Kavitha Iyengar from UAW 2865, the graduate employee organization in the University of California system said, “I thought the convening thoughtfully brought together higher ed unions and community groups to help us see how powerful it can be when we work together in a transformative way. This is going to change how we do our work together when we go back to California, and how we approach not only contract negotiations but our long-term strategy to build power.”
Bargaining for the Common Good is an innovative organizing approach where unions use contract fights as an opportunity to organize local stakeholders around a set of demands that benefit not just the bargaining unit, but also the wider community as a whole. In these campaigns, labor and community are partners who work together to build public support for revenue and other solutions that will allow us to rebuild our communities, adequately fund public services, and protect quality middle class public and private sector jobs.
Higher Education is an ideal stage for Bargaining for the Common Good campaigns. Colleges and universities act as ‘anchor’ institutions in our communities, often playing an outsized role in the local economy. Advocating for common sense reforms that improve our universities and communities draws the backing of crucial stakeholders such as students, faculty, staff, and the many community and racial justice groups that focus on the university’s impact in the local community.

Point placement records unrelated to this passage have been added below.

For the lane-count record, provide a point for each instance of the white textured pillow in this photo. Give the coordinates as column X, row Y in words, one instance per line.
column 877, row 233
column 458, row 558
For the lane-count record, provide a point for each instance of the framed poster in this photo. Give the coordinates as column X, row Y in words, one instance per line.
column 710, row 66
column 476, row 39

Over the three days of the convening, participants learned and strategized about how to work together effectively to run these types of campaigns. The convening included sessions on identifying and running common good campaigns, Wall Street’s growing influence in higher education, partnering effectively with community, student, and racial justice groups, and breakout sessions for local cohorts to plan their campaigns. Jennie Shanker from Temple Association of University Professors (AFT) said, “The convening was terrific, and I’m leaving with both new tools to run common good campaigns, and a new network of labor and community partners to work with in Philadelphia.”
Anneta Argyres from the Massachusetts Teachers Association and Juan Pablo Blanco from the Public Higher Education Network of Massachusetts said, “The conference was exciting and inspiring. We learned what it means to go on the offensive, how to use bargaining to advance community demands, and how to build shared vision between workers, communities and students. It was a great first step towards creating sustainable common good campaigns between partners, and helped us understand the nuts and bolts of how it works in actual bargaining. We think the emphasis on community engagement and ownership of campaigns was incredibly important.”
Many individuals, unions, and associations posted their enthusiasm at the Bargaining for the Common Good Higher Education Convening to Twitter. Partner organization Bargaining for the Common Good posted their own synopsis of the convening. AFT posted their own recap to the event. Both attendees, facilitators, coaches, and presenters look forward to building a stronger movement that can truly fight for the common good.
At the end of the convening, participant Tom Steel from Teamsters Local 2010 exclaimed, "I dreamed about this conference for weeks, imagining everything that it could be. The reality surpassed my wildest dreams and has reinvigorated my fight for the working class!"